Adverse Reactions - Common
- Drowsiness (Common)
- Dizziness (Common)
- Weakness (Common)
Adverse Reactions - Serious
- Respiratory depression (Rare)
- Anterograde amnesia (Uncommon)
- Paradoxical reactions (e.g., agitation, aggressiveness) (Rare)
- Dependence and withdrawal symptoms (Risk with long-term use)
Drug-Drug Interactions
- CNS depressants (opioids, alcohol, other sedatives) increase sedative effects and risk of respiratory depression.
- Cimetidine and ranitidine may increase lorazepam levels.
- Other medications affecting hepatic enzymes may alter lorazepam metabolism.
Drug-Food Interactions
N/ADrug-Herb Interactions
N/ANursing Implications
Assessment: Monitor for CNS depression, respiratory status, and signs of dependence.
Diagnoses:
- Risk for injury due to sedation or impaired coordination.
- Risk for dependence.
Implementation: Administer dose as prescribed, preferably at bedtime for sedative effect, monitor patient response, assess for signs of oversedation.
Evaluation: Efficacy in reducing anxiety or seizure activity; monitor for adverse effects.
Patient/Family Teaching
- Advise against alcohol or other CNS depressants.
- Warn about potential drowsiness and avoid driving or operating machinery.
- Do not abruptly stop medication; taper under medical supervision.
Special Considerations
Black Box Warnings:
- Risk of respiratory depression, especially when combined with other CNS depressants.

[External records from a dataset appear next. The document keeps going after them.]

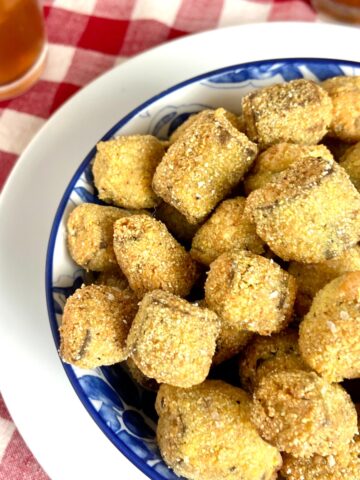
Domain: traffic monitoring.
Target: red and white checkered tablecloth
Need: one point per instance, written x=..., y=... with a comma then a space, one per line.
x=86, y=38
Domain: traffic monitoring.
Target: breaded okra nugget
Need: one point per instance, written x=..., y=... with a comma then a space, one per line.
x=205, y=433
x=227, y=229
x=345, y=95
x=267, y=354
x=151, y=258
x=311, y=277
x=351, y=162
x=309, y=214
x=124, y=168
x=278, y=158
x=302, y=414
x=203, y=165
x=95, y=325
x=250, y=292
x=330, y=333
x=89, y=238
x=172, y=340
x=299, y=111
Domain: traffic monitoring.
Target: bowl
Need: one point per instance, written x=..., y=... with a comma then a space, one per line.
x=122, y=409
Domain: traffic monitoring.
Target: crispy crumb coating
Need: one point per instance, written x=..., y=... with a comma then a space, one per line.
x=343, y=466
x=299, y=111
x=301, y=414
x=278, y=158
x=227, y=229
x=205, y=433
x=151, y=258
x=267, y=354
x=351, y=162
x=90, y=230
x=345, y=95
x=95, y=325
x=203, y=165
x=309, y=214
x=172, y=340
x=311, y=277
x=250, y=292
x=123, y=170
x=330, y=333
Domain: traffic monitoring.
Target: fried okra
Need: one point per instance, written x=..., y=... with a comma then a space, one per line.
x=90, y=231
x=227, y=229
x=350, y=161
x=301, y=414
x=311, y=277
x=278, y=158
x=299, y=111
x=330, y=333
x=151, y=258
x=250, y=292
x=345, y=95
x=203, y=165
x=267, y=354
x=309, y=214
x=124, y=168
x=95, y=326
x=205, y=433
x=172, y=340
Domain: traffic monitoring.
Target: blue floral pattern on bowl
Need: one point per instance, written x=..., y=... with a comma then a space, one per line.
x=121, y=408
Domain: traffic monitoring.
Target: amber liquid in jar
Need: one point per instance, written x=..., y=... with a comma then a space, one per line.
x=22, y=38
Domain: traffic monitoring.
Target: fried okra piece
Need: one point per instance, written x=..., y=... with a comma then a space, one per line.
x=311, y=277
x=90, y=231
x=250, y=292
x=151, y=258
x=267, y=354
x=350, y=161
x=123, y=170
x=203, y=165
x=95, y=326
x=205, y=433
x=227, y=229
x=278, y=158
x=330, y=333
x=309, y=214
x=299, y=111
x=172, y=340
x=345, y=95
x=302, y=414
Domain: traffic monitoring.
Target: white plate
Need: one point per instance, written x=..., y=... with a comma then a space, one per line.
x=51, y=418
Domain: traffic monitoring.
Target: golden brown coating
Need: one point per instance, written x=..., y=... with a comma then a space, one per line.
x=250, y=292
x=311, y=277
x=205, y=433
x=90, y=231
x=267, y=354
x=227, y=229
x=330, y=333
x=123, y=170
x=95, y=325
x=345, y=95
x=151, y=258
x=278, y=158
x=299, y=111
x=309, y=214
x=172, y=340
x=203, y=165
x=302, y=414
x=351, y=162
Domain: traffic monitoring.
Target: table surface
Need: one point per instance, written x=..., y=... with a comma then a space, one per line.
x=87, y=38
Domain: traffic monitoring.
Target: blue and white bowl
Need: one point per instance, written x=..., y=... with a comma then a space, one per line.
x=122, y=409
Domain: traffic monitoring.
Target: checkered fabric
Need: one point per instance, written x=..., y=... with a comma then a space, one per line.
x=86, y=38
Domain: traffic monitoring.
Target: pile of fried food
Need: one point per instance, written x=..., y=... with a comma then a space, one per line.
x=261, y=213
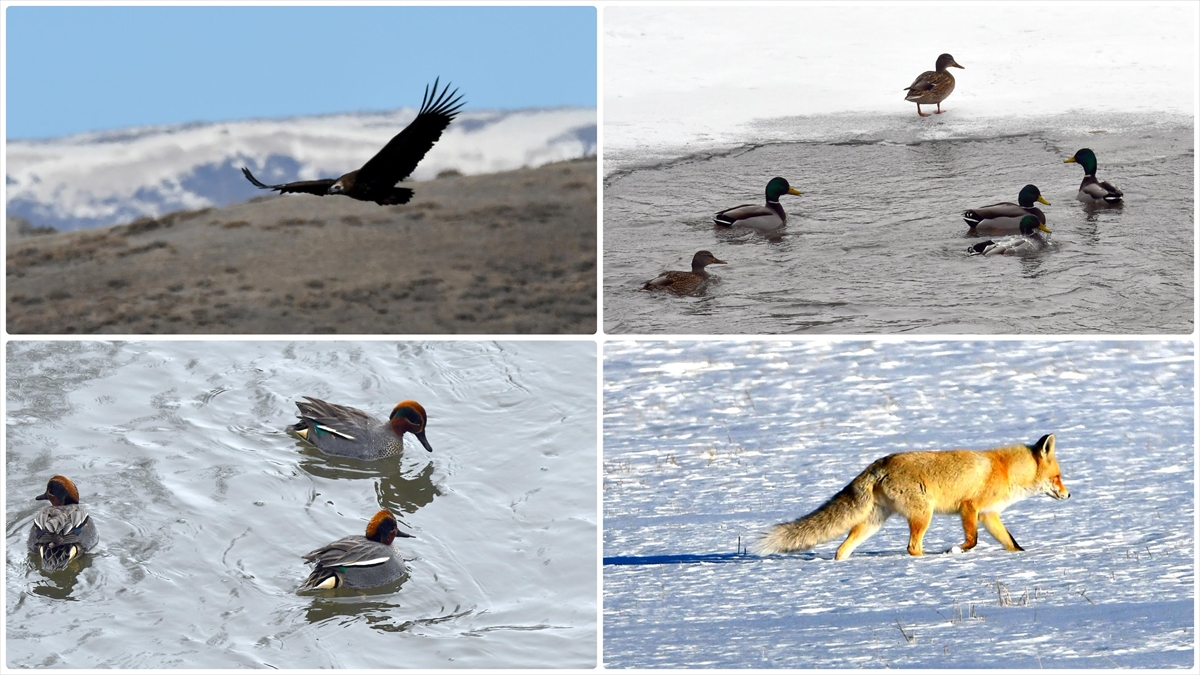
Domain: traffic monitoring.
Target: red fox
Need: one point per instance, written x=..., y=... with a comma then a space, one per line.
x=977, y=484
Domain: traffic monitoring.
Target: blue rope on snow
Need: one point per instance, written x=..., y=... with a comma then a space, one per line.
x=678, y=559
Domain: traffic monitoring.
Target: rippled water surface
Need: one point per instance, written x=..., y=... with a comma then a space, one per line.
x=707, y=443
x=204, y=505
x=876, y=243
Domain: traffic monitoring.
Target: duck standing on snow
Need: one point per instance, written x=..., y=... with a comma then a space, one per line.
x=1027, y=243
x=64, y=530
x=933, y=87
x=1092, y=190
x=767, y=217
x=358, y=561
x=684, y=282
x=1006, y=216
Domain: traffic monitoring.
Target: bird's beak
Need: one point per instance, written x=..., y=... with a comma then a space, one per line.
x=420, y=436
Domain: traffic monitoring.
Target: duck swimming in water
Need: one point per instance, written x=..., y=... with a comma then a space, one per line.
x=933, y=87
x=771, y=216
x=1092, y=190
x=1027, y=243
x=351, y=432
x=358, y=561
x=1006, y=216
x=64, y=530
x=684, y=282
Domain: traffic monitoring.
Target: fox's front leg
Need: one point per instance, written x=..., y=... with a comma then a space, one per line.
x=970, y=525
x=991, y=521
x=918, y=524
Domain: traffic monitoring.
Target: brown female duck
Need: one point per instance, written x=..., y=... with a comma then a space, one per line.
x=933, y=87
x=683, y=282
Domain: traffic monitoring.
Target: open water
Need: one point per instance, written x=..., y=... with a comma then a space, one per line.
x=204, y=505
x=876, y=242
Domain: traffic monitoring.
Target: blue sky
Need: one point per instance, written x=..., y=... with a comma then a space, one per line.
x=87, y=69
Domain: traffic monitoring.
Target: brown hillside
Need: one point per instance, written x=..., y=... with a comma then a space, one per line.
x=507, y=252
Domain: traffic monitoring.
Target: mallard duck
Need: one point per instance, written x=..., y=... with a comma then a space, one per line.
x=351, y=432
x=684, y=281
x=933, y=87
x=1092, y=190
x=771, y=216
x=64, y=530
x=1027, y=243
x=358, y=561
x=1006, y=216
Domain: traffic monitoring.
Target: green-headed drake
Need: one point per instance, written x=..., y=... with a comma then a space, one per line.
x=351, y=432
x=1092, y=190
x=1006, y=216
x=933, y=87
x=771, y=216
x=64, y=530
x=683, y=282
x=358, y=561
x=1027, y=243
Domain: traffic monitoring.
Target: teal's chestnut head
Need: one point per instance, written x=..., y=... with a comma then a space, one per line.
x=1029, y=195
x=409, y=417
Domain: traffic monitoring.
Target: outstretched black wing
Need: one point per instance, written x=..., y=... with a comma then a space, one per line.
x=310, y=186
x=401, y=155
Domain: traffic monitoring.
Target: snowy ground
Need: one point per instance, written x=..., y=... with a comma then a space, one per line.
x=707, y=443
x=682, y=82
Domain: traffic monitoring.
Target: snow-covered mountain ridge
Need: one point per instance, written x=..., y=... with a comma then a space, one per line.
x=105, y=178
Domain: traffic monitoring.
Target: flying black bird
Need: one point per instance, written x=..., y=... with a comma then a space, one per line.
x=376, y=181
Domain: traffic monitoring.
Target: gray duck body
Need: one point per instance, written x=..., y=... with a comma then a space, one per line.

- Risks of dependence, abuse, and withdrawal.
Genetic Factors: None specific reported.
Lab Test Interference: None known.
Overdose Management
Signs/Symptoms: Excessive sedation, respiratory depression, coma.
Treatment: Supportive care, airway management, oxygen, monitoring; flumazenil can be considered but with caution due to seizure risk.
Storage and Handling
Storage: Store at room temperature, away from light and moisture.
Stability: Stable under recommended conditions; check expiration date.